Back when it came out in 1997, I’d heard that it wasn’t a particularly happy movie. It was a good movie but it dealt with two damaged men. I was frightened off from seeing Good Will Hunting until it became associated with dark academia. Will Hunting is a genius but he was born in a bad part of town and earned himself a police record. He works as a janitor at MIT, but he also solves proofs instantly that professors labor over for years. The only way he can keep out of jail, however, is with the help of a therapist. Sean Maguire, who teaches at Bunker Hill Community College, is a psychologist who shares the background of Will’s rough neighborhood, but who recently lost his wife to cancer. He’s been traumatized by his life and the two come to realize, once Will learns to trust, that they have helped heal each other.

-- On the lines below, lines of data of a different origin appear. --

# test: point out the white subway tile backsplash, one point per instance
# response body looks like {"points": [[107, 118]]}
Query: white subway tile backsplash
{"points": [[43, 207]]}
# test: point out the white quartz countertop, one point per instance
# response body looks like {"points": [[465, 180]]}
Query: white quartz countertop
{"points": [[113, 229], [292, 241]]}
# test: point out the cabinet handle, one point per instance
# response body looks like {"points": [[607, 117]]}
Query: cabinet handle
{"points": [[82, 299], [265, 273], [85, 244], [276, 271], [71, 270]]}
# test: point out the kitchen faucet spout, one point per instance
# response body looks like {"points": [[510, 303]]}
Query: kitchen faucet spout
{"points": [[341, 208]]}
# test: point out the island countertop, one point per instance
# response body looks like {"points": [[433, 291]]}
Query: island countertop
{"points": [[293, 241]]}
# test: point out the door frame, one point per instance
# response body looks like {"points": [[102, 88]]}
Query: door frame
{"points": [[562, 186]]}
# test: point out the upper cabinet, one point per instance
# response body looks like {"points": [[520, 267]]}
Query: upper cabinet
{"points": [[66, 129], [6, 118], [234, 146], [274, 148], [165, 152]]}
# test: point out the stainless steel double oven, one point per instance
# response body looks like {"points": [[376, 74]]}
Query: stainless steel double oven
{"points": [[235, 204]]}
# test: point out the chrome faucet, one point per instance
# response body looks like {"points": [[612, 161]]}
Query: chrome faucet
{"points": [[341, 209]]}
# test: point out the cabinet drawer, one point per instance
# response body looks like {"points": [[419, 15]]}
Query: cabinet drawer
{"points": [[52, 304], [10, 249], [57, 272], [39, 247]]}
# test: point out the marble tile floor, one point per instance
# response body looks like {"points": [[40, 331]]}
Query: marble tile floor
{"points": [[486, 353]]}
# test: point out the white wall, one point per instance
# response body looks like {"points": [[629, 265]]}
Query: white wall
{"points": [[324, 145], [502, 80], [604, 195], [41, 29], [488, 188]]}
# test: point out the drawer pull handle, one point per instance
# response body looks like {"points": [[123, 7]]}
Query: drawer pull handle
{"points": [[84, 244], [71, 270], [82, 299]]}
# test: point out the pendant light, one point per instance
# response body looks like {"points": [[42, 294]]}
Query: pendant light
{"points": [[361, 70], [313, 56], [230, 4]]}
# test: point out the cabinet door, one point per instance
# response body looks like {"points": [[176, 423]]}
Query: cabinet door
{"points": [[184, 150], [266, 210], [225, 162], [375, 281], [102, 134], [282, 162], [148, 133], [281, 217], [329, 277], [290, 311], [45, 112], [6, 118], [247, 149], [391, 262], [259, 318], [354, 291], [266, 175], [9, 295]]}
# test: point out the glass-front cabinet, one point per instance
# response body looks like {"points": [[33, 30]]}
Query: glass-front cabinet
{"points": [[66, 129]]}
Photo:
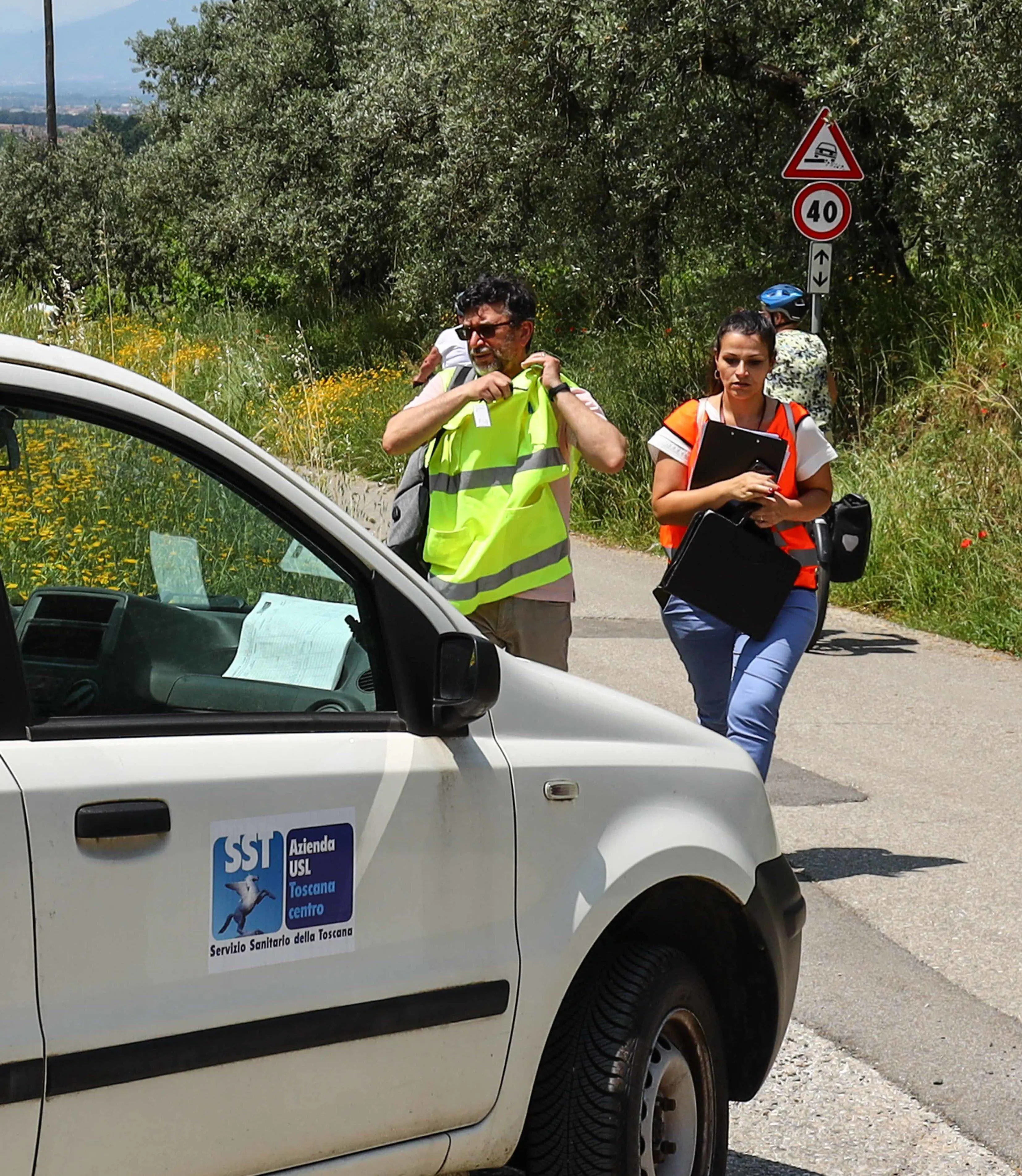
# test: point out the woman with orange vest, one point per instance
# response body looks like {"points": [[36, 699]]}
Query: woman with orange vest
{"points": [[739, 682]]}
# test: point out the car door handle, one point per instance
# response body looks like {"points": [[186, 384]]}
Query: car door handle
{"points": [[121, 819]]}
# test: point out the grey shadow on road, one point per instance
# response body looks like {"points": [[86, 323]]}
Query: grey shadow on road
{"points": [[829, 864], [839, 644], [741, 1165]]}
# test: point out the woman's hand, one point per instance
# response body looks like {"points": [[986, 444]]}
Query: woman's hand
{"points": [[773, 510], [750, 487]]}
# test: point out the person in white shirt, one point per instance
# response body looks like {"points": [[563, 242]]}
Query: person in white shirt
{"points": [[450, 350]]}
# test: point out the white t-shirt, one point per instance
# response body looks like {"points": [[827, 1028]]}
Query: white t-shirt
{"points": [[812, 447], [453, 351], [564, 590]]}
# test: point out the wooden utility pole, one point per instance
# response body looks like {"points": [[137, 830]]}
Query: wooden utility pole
{"points": [[51, 85]]}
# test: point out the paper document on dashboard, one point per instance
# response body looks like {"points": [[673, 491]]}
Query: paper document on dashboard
{"points": [[295, 641]]}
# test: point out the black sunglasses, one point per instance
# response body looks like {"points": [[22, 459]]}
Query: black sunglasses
{"points": [[484, 330]]}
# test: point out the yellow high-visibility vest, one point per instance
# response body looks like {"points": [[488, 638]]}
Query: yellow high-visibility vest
{"points": [[496, 529]]}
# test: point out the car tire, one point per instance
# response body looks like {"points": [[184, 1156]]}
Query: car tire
{"points": [[633, 1078]]}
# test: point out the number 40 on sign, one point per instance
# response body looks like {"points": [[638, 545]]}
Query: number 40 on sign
{"points": [[821, 211]]}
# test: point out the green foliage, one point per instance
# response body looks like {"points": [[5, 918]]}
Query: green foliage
{"points": [[604, 147], [940, 463]]}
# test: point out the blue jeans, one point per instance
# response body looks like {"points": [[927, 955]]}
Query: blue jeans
{"points": [[739, 682]]}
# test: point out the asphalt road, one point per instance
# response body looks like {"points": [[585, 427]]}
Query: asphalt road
{"points": [[898, 794]]}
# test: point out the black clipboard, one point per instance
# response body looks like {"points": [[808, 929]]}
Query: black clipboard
{"points": [[727, 451], [737, 577]]}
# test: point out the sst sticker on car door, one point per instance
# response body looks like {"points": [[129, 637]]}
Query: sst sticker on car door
{"points": [[283, 888]]}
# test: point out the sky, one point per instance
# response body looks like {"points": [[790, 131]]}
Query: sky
{"points": [[20, 16]]}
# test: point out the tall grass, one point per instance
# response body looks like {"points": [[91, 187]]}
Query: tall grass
{"points": [[931, 426]]}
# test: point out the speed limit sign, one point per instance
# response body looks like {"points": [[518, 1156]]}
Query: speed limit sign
{"points": [[821, 211]]}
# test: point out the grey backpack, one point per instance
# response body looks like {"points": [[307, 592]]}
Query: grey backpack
{"points": [[410, 514]]}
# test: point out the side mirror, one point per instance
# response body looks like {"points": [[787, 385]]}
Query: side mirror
{"points": [[467, 681]]}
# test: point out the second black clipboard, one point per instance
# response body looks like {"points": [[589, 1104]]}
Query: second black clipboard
{"points": [[727, 451]]}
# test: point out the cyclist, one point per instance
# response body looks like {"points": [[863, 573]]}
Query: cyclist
{"points": [[801, 372]]}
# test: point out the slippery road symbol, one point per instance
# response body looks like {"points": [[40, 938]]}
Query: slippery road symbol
{"points": [[250, 897]]}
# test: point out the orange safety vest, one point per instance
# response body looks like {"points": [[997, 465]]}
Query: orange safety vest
{"points": [[689, 424]]}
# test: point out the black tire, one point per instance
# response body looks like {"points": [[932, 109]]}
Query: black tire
{"points": [[625, 1039], [822, 599]]}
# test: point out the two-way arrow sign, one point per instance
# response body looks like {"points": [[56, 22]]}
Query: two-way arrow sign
{"points": [[819, 269]]}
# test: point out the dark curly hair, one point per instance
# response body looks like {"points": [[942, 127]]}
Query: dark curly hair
{"points": [[499, 290], [740, 323]]}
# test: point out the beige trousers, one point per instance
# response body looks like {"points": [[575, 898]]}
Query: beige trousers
{"points": [[537, 630]]}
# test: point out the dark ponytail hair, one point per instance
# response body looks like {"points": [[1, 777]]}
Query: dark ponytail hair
{"points": [[741, 323]]}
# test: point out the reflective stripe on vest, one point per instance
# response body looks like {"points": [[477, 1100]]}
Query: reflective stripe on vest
{"points": [[792, 538], [496, 529]]}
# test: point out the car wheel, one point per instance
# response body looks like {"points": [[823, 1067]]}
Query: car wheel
{"points": [[633, 1079]]}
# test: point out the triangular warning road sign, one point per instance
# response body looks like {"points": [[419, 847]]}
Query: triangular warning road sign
{"points": [[824, 155]]}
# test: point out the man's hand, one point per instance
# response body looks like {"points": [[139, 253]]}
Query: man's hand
{"points": [[492, 387], [551, 365]]}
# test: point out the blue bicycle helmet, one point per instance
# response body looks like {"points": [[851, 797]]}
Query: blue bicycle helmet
{"points": [[786, 298]]}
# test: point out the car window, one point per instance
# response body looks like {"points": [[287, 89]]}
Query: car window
{"points": [[140, 585]]}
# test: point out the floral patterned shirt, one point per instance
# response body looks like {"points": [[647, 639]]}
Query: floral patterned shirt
{"points": [[800, 374]]}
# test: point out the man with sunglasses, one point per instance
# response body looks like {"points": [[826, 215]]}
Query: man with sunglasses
{"points": [[504, 448]]}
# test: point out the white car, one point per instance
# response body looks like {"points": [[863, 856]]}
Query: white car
{"points": [[300, 871]]}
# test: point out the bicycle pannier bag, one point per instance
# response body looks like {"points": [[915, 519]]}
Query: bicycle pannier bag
{"points": [[853, 527]]}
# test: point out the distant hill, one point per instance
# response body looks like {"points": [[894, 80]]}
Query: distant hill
{"points": [[91, 56]]}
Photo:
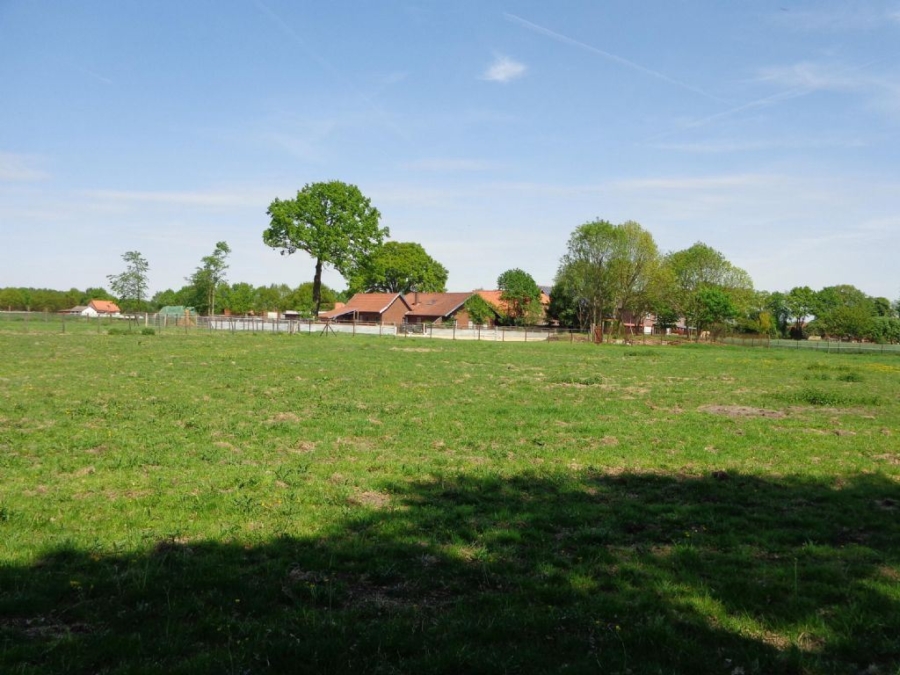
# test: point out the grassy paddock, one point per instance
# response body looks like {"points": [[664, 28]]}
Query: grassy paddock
{"points": [[272, 503]]}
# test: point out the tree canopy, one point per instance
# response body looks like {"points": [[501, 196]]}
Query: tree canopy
{"points": [[333, 222], [130, 286], [522, 295], [398, 267], [207, 278], [699, 268], [608, 271]]}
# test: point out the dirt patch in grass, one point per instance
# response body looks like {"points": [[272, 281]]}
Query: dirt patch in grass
{"points": [[414, 349], [741, 411], [370, 498], [281, 418], [43, 628]]}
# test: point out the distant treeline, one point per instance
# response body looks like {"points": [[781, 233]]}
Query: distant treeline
{"points": [[239, 298]]}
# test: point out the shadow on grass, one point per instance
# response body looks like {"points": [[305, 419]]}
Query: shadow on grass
{"points": [[596, 573]]}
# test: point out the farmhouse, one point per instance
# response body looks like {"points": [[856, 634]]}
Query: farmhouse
{"points": [[370, 308], [101, 308], [438, 308]]}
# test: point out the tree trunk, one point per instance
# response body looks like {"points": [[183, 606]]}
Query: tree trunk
{"points": [[317, 288]]}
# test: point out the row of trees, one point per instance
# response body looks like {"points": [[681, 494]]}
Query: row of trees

The darkness in this academia is mostly social. Even today, those of us who grew up in rougher locations don’t easily fit in academia. We’re blithely ejected from it in favor of those with more proper backgrounds. And connections. There were a few personal triggers for me watching this movie, but I had been wanting to see it for some time. Robin Williams, who plays Maguire, had starred in what may be the epitome of dark academia movies, Dead Poets Society. In both he plays his part convincingly. The term “dark academia” wouldn’t be coined, however, until the year after he died. Education is supposed to lead us out of darkness, but given what humans are, it creates its own form of gloominess. That’s probably why some of us find the category of dark academia so intriguing. Compelling enough to get us to watch films that will perhaps come with their own brand of trauma.
Children born into similar, or nearly identical situations may react to it quite differently. Although both in academic settings, Will and Sean have different experiences of it. With his life experience as a war veteran, and an educated world traveler, Sean invested his life in love and helping others. Will struggles with his fear of rejection to finally try to love someone more than upholding his own walls of self-protection. There’s some real depth here. It’s no wonder that the screenplay won more than a couple awards. It would take another couple decades, however, until the category of dark academia would be named. And if it hadn’t, I wouldn’t have risked watching this amazing movie.